Adelaide basketball operations manager Jeff Van Groningen said the club was awaiting information from the NBL before signing its new coach to replace Joey Wright.
"We were in the process of the final stage of our search (for a new coach)," Van Groningen said.
“We identified some great candidates and were getting to the point where we were preparing to offer a candidate the job, I’m not prepared to talk about who that was ... we believe the discussions need to occur about whether the interest we have is shared by the candidate and that’s where it stopped.
“It doesn’t need to go any further than that right now because it’s a pause while we look at more important international matters at hand.
“If travel restrictions are (still there) those are logistical nightmares for any league with an international component.
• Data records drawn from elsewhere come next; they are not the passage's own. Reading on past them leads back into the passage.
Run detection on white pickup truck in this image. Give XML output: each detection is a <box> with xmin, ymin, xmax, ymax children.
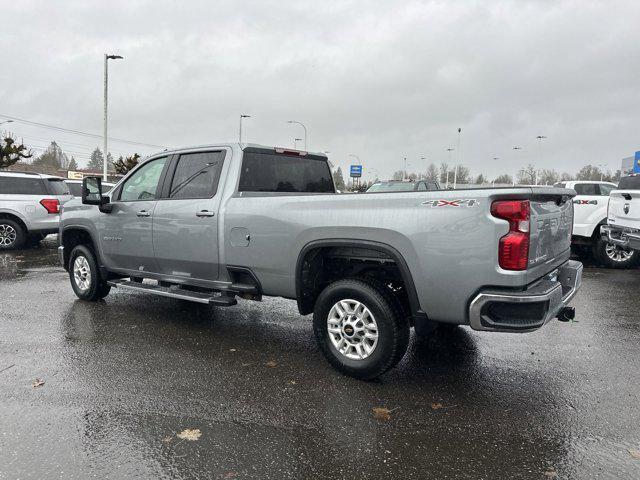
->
<box><xmin>601</xmin><ymin>175</ymin><xmax>640</xmax><ymax>255</ymax></box>
<box><xmin>554</xmin><ymin>180</ymin><xmax>640</xmax><ymax>268</ymax></box>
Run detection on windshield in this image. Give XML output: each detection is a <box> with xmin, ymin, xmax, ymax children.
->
<box><xmin>367</xmin><ymin>182</ymin><xmax>415</xmax><ymax>193</ymax></box>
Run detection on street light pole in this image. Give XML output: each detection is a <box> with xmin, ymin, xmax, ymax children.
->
<box><xmin>513</xmin><ymin>147</ymin><xmax>522</xmax><ymax>187</ymax></box>
<box><xmin>238</xmin><ymin>114</ymin><xmax>251</xmax><ymax>143</ymax></box>
<box><xmin>102</xmin><ymin>53</ymin><xmax>122</xmax><ymax>182</ymax></box>
<box><xmin>287</xmin><ymin>120</ymin><xmax>307</xmax><ymax>151</ymax></box>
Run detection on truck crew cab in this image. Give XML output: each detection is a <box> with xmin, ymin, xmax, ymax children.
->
<box><xmin>59</xmin><ymin>143</ymin><xmax>582</xmax><ymax>379</ymax></box>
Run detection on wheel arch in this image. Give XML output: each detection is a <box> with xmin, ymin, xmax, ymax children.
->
<box><xmin>295</xmin><ymin>238</ymin><xmax>426</xmax><ymax>318</ymax></box>
<box><xmin>59</xmin><ymin>225</ymin><xmax>103</xmax><ymax>270</ymax></box>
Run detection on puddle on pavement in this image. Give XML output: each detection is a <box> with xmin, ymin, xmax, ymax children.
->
<box><xmin>0</xmin><ymin>235</ymin><xmax>60</xmax><ymax>281</ymax></box>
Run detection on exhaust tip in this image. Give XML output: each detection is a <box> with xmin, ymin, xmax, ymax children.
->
<box><xmin>556</xmin><ymin>307</ymin><xmax>576</xmax><ymax>322</ymax></box>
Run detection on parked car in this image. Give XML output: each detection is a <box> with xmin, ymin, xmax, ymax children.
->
<box><xmin>59</xmin><ymin>144</ymin><xmax>582</xmax><ymax>379</ymax></box>
<box><xmin>0</xmin><ymin>171</ymin><xmax>72</xmax><ymax>250</ymax></box>
<box><xmin>366</xmin><ymin>180</ymin><xmax>440</xmax><ymax>193</ymax></box>
<box><xmin>601</xmin><ymin>175</ymin><xmax>640</xmax><ymax>256</ymax></box>
<box><xmin>64</xmin><ymin>180</ymin><xmax>115</xmax><ymax>197</ymax></box>
<box><xmin>555</xmin><ymin>181</ymin><xmax>640</xmax><ymax>268</ymax></box>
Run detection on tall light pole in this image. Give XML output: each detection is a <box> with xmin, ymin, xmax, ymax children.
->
<box><xmin>513</xmin><ymin>147</ymin><xmax>522</xmax><ymax>187</ymax></box>
<box><xmin>238</xmin><ymin>114</ymin><xmax>251</xmax><ymax>143</ymax></box>
<box><xmin>445</xmin><ymin>147</ymin><xmax>458</xmax><ymax>188</ymax></box>
<box><xmin>102</xmin><ymin>53</ymin><xmax>123</xmax><ymax>182</ymax></box>
<box><xmin>287</xmin><ymin>120</ymin><xmax>307</xmax><ymax>151</ymax></box>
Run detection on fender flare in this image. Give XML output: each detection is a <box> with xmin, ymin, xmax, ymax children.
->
<box><xmin>59</xmin><ymin>225</ymin><xmax>105</xmax><ymax>274</ymax></box>
<box><xmin>295</xmin><ymin>238</ymin><xmax>426</xmax><ymax>318</ymax></box>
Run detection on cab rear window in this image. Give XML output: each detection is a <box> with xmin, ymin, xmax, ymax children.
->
<box><xmin>238</xmin><ymin>152</ymin><xmax>335</xmax><ymax>193</ymax></box>
<box><xmin>618</xmin><ymin>176</ymin><xmax>640</xmax><ymax>190</ymax></box>
<box><xmin>45</xmin><ymin>178</ymin><xmax>69</xmax><ymax>195</ymax></box>
<box><xmin>0</xmin><ymin>175</ymin><xmax>47</xmax><ymax>195</ymax></box>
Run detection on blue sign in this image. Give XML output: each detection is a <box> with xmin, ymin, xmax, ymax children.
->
<box><xmin>349</xmin><ymin>166</ymin><xmax>362</xmax><ymax>178</ymax></box>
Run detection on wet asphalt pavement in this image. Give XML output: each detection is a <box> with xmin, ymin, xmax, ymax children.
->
<box><xmin>0</xmin><ymin>237</ymin><xmax>640</xmax><ymax>479</ymax></box>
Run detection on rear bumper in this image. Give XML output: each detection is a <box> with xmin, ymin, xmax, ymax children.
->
<box><xmin>469</xmin><ymin>260</ymin><xmax>582</xmax><ymax>332</ymax></box>
<box><xmin>600</xmin><ymin>225</ymin><xmax>640</xmax><ymax>250</ymax></box>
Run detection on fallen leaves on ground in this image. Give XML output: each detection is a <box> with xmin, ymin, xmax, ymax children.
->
<box><xmin>176</xmin><ymin>428</ymin><xmax>202</xmax><ymax>442</ymax></box>
<box><xmin>373</xmin><ymin>407</ymin><xmax>391</xmax><ymax>422</ymax></box>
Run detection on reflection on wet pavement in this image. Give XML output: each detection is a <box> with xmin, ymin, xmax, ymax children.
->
<box><xmin>0</xmin><ymin>237</ymin><xmax>640</xmax><ymax>479</ymax></box>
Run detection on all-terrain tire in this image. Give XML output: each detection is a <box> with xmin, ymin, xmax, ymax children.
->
<box><xmin>68</xmin><ymin>245</ymin><xmax>111</xmax><ymax>302</ymax></box>
<box><xmin>0</xmin><ymin>218</ymin><xmax>27</xmax><ymax>250</ymax></box>
<box><xmin>593</xmin><ymin>238</ymin><xmax>640</xmax><ymax>268</ymax></box>
<box><xmin>313</xmin><ymin>279</ymin><xmax>410</xmax><ymax>380</ymax></box>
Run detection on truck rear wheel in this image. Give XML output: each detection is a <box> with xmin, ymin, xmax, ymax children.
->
<box><xmin>313</xmin><ymin>279</ymin><xmax>409</xmax><ymax>380</ymax></box>
<box><xmin>69</xmin><ymin>245</ymin><xmax>111</xmax><ymax>302</ymax></box>
<box><xmin>0</xmin><ymin>218</ymin><xmax>25</xmax><ymax>250</ymax></box>
<box><xmin>593</xmin><ymin>238</ymin><xmax>640</xmax><ymax>268</ymax></box>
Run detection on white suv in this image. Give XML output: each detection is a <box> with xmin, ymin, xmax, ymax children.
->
<box><xmin>0</xmin><ymin>171</ymin><xmax>73</xmax><ymax>250</ymax></box>
<box><xmin>554</xmin><ymin>180</ymin><xmax>640</xmax><ymax>268</ymax></box>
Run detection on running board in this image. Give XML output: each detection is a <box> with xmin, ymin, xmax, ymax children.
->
<box><xmin>107</xmin><ymin>280</ymin><xmax>238</xmax><ymax>307</ymax></box>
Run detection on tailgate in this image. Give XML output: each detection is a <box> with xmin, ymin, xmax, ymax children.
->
<box><xmin>607</xmin><ymin>190</ymin><xmax>640</xmax><ymax>229</ymax></box>
<box><xmin>529</xmin><ymin>188</ymin><xmax>575</xmax><ymax>269</ymax></box>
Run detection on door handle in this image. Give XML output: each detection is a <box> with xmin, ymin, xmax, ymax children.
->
<box><xmin>196</xmin><ymin>210</ymin><xmax>215</xmax><ymax>217</ymax></box>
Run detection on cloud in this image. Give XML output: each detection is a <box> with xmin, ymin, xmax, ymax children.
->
<box><xmin>0</xmin><ymin>0</ymin><xmax>640</xmax><ymax>177</ymax></box>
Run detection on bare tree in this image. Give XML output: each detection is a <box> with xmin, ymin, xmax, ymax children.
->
<box><xmin>518</xmin><ymin>164</ymin><xmax>538</xmax><ymax>185</ymax></box>
<box><xmin>0</xmin><ymin>133</ymin><xmax>33</xmax><ymax>168</ymax></box>
<box><xmin>113</xmin><ymin>153</ymin><xmax>140</xmax><ymax>175</ymax></box>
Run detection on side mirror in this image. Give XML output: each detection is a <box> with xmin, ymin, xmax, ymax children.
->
<box><xmin>82</xmin><ymin>177</ymin><xmax>111</xmax><ymax>213</ymax></box>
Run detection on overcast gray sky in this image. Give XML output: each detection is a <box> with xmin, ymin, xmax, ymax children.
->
<box><xmin>0</xmin><ymin>0</ymin><xmax>640</xmax><ymax>177</ymax></box>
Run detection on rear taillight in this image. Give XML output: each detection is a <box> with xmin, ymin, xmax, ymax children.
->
<box><xmin>491</xmin><ymin>200</ymin><xmax>531</xmax><ymax>270</ymax></box>
<box><xmin>40</xmin><ymin>198</ymin><xmax>60</xmax><ymax>213</ymax></box>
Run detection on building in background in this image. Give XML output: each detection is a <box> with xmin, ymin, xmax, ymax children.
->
<box><xmin>620</xmin><ymin>152</ymin><xmax>640</xmax><ymax>175</ymax></box>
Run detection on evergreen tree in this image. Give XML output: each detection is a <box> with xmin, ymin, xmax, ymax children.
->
<box><xmin>493</xmin><ymin>174</ymin><xmax>513</xmax><ymax>185</ymax></box>
<box><xmin>87</xmin><ymin>147</ymin><xmax>104</xmax><ymax>172</ymax></box>
<box><xmin>67</xmin><ymin>156</ymin><xmax>78</xmax><ymax>170</ymax></box>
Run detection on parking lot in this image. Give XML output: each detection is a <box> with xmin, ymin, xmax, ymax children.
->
<box><xmin>0</xmin><ymin>237</ymin><xmax>640</xmax><ymax>479</ymax></box>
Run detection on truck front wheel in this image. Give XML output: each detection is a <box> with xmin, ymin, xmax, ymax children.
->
<box><xmin>313</xmin><ymin>279</ymin><xmax>409</xmax><ymax>380</ymax></box>
<box><xmin>593</xmin><ymin>238</ymin><xmax>639</xmax><ymax>268</ymax></box>
<box><xmin>69</xmin><ymin>245</ymin><xmax>111</xmax><ymax>302</ymax></box>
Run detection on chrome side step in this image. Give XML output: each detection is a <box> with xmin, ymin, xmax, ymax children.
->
<box><xmin>107</xmin><ymin>280</ymin><xmax>238</xmax><ymax>307</ymax></box>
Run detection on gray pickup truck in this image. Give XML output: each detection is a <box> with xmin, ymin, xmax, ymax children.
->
<box><xmin>59</xmin><ymin>144</ymin><xmax>582</xmax><ymax>379</ymax></box>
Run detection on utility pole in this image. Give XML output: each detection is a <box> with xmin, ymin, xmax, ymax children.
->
<box><xmin>102</xmin><ymin>53</ymin><xmax>123</xmax><ymax>182</ymax></box>
<box><xmin>513</xmin><ymin>147</ymin><xmax>522</xmax><ymax>187</ymax></box>
<box><xmin>287</xmin><ymin>120</ymin><xmax>307</xmax><ymax>151</ymax></box>
<box><xmin>238</xmin><ymin>114</ymin><xmax>251</xmax><ymax>143</ymax></box>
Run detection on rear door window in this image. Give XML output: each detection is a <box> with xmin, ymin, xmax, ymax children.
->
<box><xmin>169</xmin><ymin>151</ymin><xmax>225</xmax><ymax>198</ymax></box>
<box><xmin>573</xmin><ymin>183</ymin><xmax>598</xmax><ymax>195</ymax></box>
<box><xmin>0</xmin><ymin>175</ymin><xmax>47</xmax><ymax>195</ymax></box>
<box><xmin>238</xmin><ymin>152</ymin><xmax>335</xmax><ymax>193</ymax></box>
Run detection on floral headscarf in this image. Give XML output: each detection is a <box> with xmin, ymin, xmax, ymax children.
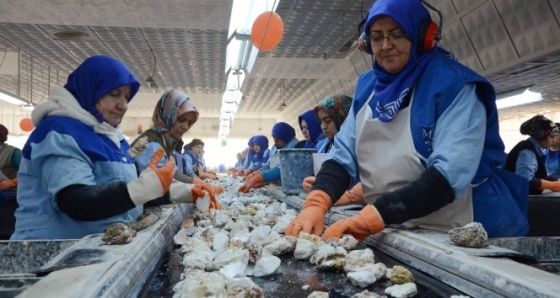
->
<box><xmin>152</xmin><ymin>89</ymin><xmax>198</xmax><ymax>144</ymax></box>
<box><xmin>313</xmin><ymin>94</ymin><xmax>352</xmax><ymax>130</ymax></box>
<box><xmin>298</xmin><ymin>109</ymin><xmax>325</xmax><ymax>148</ymax></box>
<box><xmin>64</xmin><ymin>55</ymin><xmax>140</xmax><ymax>123</ymax></box>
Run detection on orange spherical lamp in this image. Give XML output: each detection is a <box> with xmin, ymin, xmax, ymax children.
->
<box><xmin>251</xmin><ymin>11</ymin><xmax>284</xmax><ymax>52</ymax></box>
<box><xmin>19</xmin><ymin>118</ymin><xmax>33</xmax><ymax>131</ymax></box>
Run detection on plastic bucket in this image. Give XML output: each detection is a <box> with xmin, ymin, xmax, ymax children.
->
<box><xmin>313</xmin><ymin>153</ymin><xmax>329</xmax><ymax>176</ymax></box>
<box><xmin>278</xmin><ymin>149</ymin><xmax>317</xmax><ymax>195</ymax></box>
“I haven’t thought much about that, I’m more interested in the timing of free agency and the league and the off-season, they are much more pertinent than coaching.”
The NBL is still targeting an October start date for next season, but management is in constant discussions with clubs and the players’ association as the health crisis unfolds.
“We really need to have information about what the league is doing with the structure of the off-season,” Van Groningen said.
“This is normally the time we would find out things like the fixture, and now you’ve got this unprecedented world event that very understandably needs to be completely understood.
“Are things going to look different in terms of dates or economically? If those things (cutbacks) are happening in one league (AFL and NRL) you can make a decent assumption that will happen elsewhere.
“But it’s counter-productive to speculate, the owners are contributing and that’s the most important thing and the league is key to it all because they govern the sport.”
Van Groningen also confirmed that both Anthony Drmic and Harry Froling had been told to explore their free agency options, despite the club initially telling The Advertiser that Froling was a required player and were in advanced discussions with his management about a new deal.
Drmic was awarded Adelaide’s most improved player this season and Froling was NBL Rookie of the Year two years ago.
“We have elected to go ahead and let Harry exercise that ability to be a free agent, and we have communicated that to him,” Van Groningen said.
He said no decision had been made on players who were contracted for next season, but with a club option on their final year.